The UK plans to introduce a tax to target multinationals such as Google Inc and Inc that are accused of using complex accounting schemes to cut their payments on earnings in the country.

Governments around the world are trying to overhaul international tax treaties to stop big corporations siphoning off profits into low-tax havens, but UK Chancellor of the Exchequer George Osborne broke cover on Wednesday to announce his own changes next year.

However, tax experts said that the move, in response to growing outrage over how little tax some big corporations pay, would be difficult to enforce unilaterally.

“We will make sure that big multinational businesses pay their fair share,” Osborne said in a half-yearly budget statement.
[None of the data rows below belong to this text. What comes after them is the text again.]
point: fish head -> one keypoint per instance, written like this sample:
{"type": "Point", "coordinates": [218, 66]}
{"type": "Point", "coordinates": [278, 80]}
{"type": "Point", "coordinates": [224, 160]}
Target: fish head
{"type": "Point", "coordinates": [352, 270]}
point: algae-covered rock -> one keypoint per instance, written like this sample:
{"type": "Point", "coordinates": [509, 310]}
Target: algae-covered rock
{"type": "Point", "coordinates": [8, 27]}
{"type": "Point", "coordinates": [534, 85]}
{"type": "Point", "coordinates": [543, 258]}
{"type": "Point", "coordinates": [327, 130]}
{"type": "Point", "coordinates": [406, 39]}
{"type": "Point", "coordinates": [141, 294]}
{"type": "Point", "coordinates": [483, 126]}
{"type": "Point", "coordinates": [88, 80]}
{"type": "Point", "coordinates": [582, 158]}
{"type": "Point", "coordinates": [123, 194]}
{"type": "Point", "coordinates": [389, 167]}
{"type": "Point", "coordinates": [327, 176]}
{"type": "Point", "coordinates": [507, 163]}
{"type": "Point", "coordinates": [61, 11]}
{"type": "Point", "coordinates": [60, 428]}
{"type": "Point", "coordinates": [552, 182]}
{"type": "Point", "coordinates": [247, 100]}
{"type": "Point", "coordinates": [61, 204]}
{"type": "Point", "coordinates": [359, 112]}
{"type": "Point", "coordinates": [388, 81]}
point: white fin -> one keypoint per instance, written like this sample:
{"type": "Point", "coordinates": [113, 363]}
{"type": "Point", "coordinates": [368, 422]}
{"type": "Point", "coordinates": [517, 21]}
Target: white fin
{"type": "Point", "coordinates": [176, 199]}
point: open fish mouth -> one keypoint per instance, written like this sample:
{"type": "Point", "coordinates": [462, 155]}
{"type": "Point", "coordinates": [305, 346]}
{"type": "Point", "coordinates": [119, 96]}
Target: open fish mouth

The tax is to be set at a rate of 25 percent.

“Some of the largest companies in the world, including those in the tech sector, use elaborate structures to avoid paying taxes,” he told parliament.

Companies including Google, coffee shop chain Starbucks and Internet retailer Amazon have paid minimal corporate tax in the UK by shifting revenues to low-tax jurisdictions, for example by using a system of internal payments.

Deloitte tax policy head Bill Dodwell said he saw the tax as the first step towards wider international corporate tax changes that are being thrashed out by governments.

“It will have to be done in a manner that is compatible with the way the international corporate rules are changing, and the UK is just going a bit early,” he said.

Osborne said he would introduce the tax on profits generated by multinationals “from economic activity here in the UK which they then artificially shift out of the country” in April next year.

Details about how the tax is to be levied are to be published on Wednesday next week.

Osborne said the UK was leading the world in taking such a step, and he predicted the new Diverted Profits Tax would raise more than £1 billion (US$1.6 billion) over the next five years.

Toby Ryland, partner at HW Fisher & Company chartered accountants, said the so-called “Google tax” sounded great in principle, but was unlikely to give the average multinational much cause for concern.

“In reality, many of the UK’s double tax treaties with other countries dictate where profits can be taxed,” he said.

The target to raise more than £1 billion over five years appears modest compared with the profits made by some multinationals.

Google, for example, had UK revenue of US$5.6 billion and a profit margin of about 25 percent last year, according to its annual report. That would result in profit of about US$1.4 billion, and a tax bill at 25 percent of about US$350 million.

It paid £20.4 million of corporation tax on its profits that year, according to accounts filed at Companies House in London.

British Chief Secretary to the Treasury Danny Alexander told reporters that the UK could introduce the tax without changes to international agreements on tax treaties.